|
Initiées
en France par le Laboratoire d'Optique Atmosphérique
, les mesures photométriques ont montré leur
intérêt pour la caractérisations des aérosols.
Un photomètre automatique a été construit
par la société française CIMEL électronique
, en collaboration avec le LOA et la NASA. Dans cette version
automatique, l'instrument est doté d'un panneau solaire
et de batteries rechargeables, ce qui lui confère une
autonomie complète. Il est équipé d'un
robot deux axes permettant des mouvements dans les plans zénithaux
et azimutaux, il peut donc viser tout point de la voûte
céleste avec une précision de 0.05°. Le
champ de vue de l'instrument est de 1.2°, il possède
deux détecteurs, un pour les visées solaires
et un pour les mesures de luminance de ciel. Les deux collimateurs,
d'une longueur de 33cm ont été dessinés
afin d'éviter la lumière parasite lors des mesures
d'auréole effectuées à proximité
du soleil.
Le collimateur utilisé
pour les mesures de luminance dispose d'une lentille afin
d'avoir une meilleure dynamique. La roue porte-filtres à
8 positions, le choix du matériau du détecteur,
le silicium et des hublots, le quartz, permet d'effectuer
des mesures de 300 à 1050nm. Parmi les 8 canaux potentiels,
5 filtres sont considérés comme standard, 440,
670, 870, et 1020nm consacrés à l'étude
des aérosols et 940nm pour la mesure du contenu en
vapeur d'eau, les 3 autres positions peuvent être adaptées
aux souhaits de l'utilisateur, une version de l'instrument
se sert d'ailleurs de ces trois positions pour mesurer l'état
de polarisation de l'atmosphère à 870nm. Une
sonde de température permet de corriger des éventuels
effets de température dans les canaux proche infrarouge.
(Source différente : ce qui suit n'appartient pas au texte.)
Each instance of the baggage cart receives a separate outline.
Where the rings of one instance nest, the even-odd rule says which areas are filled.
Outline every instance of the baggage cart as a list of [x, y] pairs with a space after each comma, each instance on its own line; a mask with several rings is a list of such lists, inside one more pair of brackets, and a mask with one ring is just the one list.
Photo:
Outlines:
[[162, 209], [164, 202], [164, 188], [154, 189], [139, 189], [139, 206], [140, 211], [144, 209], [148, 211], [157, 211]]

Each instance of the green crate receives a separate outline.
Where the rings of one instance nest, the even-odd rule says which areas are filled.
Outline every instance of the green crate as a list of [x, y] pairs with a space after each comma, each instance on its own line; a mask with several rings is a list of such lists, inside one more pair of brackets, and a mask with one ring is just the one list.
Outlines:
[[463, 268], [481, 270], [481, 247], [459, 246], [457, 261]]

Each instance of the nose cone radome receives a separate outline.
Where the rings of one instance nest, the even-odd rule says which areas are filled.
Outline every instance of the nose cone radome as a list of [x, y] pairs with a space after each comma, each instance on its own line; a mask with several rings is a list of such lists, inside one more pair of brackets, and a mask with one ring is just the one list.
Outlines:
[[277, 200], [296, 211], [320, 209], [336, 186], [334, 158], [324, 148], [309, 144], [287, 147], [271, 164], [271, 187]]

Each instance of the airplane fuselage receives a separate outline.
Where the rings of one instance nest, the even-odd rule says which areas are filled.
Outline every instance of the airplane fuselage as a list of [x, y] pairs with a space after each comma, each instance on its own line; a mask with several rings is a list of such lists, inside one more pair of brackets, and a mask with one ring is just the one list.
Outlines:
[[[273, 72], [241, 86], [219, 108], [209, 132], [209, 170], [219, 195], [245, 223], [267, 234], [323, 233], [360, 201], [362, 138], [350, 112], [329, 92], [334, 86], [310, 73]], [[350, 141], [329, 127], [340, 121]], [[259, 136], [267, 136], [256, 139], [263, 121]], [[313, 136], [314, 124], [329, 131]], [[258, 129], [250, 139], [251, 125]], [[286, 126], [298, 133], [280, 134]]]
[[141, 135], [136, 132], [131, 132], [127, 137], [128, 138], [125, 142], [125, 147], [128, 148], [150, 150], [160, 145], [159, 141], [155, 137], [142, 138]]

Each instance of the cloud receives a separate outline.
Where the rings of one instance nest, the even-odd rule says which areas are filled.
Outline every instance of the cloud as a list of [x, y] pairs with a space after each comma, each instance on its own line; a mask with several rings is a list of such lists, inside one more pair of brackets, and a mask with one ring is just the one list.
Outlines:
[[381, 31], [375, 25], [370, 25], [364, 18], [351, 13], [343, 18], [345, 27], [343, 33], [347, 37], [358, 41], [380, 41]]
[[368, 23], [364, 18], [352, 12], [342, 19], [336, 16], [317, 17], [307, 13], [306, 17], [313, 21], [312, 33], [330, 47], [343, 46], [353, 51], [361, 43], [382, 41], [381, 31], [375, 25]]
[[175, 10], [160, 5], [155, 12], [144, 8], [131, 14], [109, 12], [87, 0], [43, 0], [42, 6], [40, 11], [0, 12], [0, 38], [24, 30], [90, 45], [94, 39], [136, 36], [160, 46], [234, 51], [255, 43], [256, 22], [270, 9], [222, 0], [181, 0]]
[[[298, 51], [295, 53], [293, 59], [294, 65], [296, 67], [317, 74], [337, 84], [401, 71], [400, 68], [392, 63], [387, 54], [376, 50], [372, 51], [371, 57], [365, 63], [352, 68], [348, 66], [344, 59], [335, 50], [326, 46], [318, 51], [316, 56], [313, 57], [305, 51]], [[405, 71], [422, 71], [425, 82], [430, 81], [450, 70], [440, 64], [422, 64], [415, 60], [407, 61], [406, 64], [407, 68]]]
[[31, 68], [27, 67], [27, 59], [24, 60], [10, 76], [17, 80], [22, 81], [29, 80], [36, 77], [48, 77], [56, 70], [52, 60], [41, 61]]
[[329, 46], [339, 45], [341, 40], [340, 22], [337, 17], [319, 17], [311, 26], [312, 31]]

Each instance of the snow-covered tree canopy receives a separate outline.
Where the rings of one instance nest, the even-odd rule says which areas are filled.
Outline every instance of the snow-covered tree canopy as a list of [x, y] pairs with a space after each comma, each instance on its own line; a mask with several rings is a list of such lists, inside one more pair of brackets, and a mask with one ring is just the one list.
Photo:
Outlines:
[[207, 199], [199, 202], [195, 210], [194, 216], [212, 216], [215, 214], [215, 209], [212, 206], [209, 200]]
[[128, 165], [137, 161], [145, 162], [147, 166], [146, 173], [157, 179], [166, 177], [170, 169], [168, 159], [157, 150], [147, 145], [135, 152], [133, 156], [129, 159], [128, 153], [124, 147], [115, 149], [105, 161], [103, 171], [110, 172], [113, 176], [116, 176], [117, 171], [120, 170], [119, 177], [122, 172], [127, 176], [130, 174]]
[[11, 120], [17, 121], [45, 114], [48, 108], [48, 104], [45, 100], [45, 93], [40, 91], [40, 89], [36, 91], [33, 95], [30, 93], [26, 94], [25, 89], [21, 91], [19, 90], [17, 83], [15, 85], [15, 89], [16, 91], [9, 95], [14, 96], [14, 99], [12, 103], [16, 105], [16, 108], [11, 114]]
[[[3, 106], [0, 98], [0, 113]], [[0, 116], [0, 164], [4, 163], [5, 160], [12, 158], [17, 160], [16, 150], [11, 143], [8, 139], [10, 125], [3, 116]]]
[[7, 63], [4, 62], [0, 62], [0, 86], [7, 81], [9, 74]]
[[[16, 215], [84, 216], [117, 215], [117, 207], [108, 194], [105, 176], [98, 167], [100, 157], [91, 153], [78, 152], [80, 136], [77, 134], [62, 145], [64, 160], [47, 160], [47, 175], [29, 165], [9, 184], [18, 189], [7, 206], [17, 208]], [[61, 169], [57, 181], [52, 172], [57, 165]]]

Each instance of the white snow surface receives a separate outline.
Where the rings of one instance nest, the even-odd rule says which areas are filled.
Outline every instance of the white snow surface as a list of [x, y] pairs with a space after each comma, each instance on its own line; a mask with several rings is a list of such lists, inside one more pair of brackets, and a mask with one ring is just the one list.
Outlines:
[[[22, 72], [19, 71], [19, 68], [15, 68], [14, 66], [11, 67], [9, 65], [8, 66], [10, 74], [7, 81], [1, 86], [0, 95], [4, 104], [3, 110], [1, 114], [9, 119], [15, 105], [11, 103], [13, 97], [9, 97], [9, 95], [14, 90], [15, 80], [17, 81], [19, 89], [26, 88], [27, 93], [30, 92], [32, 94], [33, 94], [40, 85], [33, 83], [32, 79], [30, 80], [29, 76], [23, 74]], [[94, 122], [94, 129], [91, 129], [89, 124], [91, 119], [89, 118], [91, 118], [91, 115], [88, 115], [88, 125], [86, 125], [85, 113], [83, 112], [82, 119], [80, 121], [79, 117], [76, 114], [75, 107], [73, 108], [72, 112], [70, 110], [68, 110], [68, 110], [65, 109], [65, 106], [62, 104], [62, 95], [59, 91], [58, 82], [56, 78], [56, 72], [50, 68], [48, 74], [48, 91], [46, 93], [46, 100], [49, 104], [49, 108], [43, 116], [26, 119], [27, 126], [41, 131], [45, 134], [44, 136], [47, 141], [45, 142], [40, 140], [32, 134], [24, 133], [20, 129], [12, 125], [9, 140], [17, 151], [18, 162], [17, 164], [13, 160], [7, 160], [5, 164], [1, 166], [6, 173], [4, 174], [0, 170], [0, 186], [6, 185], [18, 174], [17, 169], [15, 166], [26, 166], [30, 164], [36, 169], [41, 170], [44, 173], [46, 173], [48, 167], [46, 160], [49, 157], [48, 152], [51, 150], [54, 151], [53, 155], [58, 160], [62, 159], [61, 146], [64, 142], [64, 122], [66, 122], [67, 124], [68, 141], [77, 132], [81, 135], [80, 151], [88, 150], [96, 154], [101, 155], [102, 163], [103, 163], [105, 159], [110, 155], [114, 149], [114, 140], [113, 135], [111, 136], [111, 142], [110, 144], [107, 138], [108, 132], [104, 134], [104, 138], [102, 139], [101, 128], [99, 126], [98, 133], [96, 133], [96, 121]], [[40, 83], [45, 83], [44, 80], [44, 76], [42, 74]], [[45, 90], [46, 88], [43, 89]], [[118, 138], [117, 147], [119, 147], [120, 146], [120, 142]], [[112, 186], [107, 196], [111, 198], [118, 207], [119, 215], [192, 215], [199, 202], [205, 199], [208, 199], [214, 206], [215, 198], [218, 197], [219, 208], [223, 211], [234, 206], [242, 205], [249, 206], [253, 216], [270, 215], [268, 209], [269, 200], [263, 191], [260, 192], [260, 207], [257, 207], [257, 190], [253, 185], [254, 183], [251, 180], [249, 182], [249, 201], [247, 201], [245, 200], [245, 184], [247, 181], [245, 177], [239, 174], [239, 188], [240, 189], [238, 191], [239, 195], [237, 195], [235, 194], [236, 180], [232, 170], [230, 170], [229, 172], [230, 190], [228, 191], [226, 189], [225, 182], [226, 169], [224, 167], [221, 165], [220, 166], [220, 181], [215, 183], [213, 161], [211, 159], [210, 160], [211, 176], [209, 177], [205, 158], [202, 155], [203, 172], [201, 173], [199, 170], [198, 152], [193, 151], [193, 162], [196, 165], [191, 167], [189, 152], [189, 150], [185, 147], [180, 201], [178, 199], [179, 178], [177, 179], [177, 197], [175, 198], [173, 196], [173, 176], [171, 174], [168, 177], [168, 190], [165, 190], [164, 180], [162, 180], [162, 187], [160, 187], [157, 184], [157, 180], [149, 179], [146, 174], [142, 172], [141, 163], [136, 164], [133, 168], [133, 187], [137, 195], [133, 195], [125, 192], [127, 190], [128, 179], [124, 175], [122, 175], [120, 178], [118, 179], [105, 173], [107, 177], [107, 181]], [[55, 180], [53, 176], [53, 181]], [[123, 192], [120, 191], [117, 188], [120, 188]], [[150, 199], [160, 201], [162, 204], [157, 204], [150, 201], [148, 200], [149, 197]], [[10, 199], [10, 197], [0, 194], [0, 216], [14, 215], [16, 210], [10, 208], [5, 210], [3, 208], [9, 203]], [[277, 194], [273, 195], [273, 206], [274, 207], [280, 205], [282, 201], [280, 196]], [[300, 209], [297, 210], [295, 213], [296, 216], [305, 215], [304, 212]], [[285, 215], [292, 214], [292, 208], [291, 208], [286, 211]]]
Un micro-processeur permet de calculer la position du soleil
à partir de l'heure et des coordonnées géographiques
du site, la précision est de l'ordre du degré.
Un détecteur quatre quadrants permet ensuite de pointer
le soleil avec une précision d'un pas moteur. L'instrument
est parfaitement étanche, ce qui permet de diminuer
les risques de dégradation des filtres et de l'électronique.
Entre les séquences de mesures, l'instrument se positionne
collimateurs dirigés vers le sol. Un détecteur
d'humectation, exposé à la pluie permet de détecter
celle-ci et donc d'annuler la séquence de mesures afin
de ne pas exposer les entrées des collimateurs à
une possible contamination par les précipitations.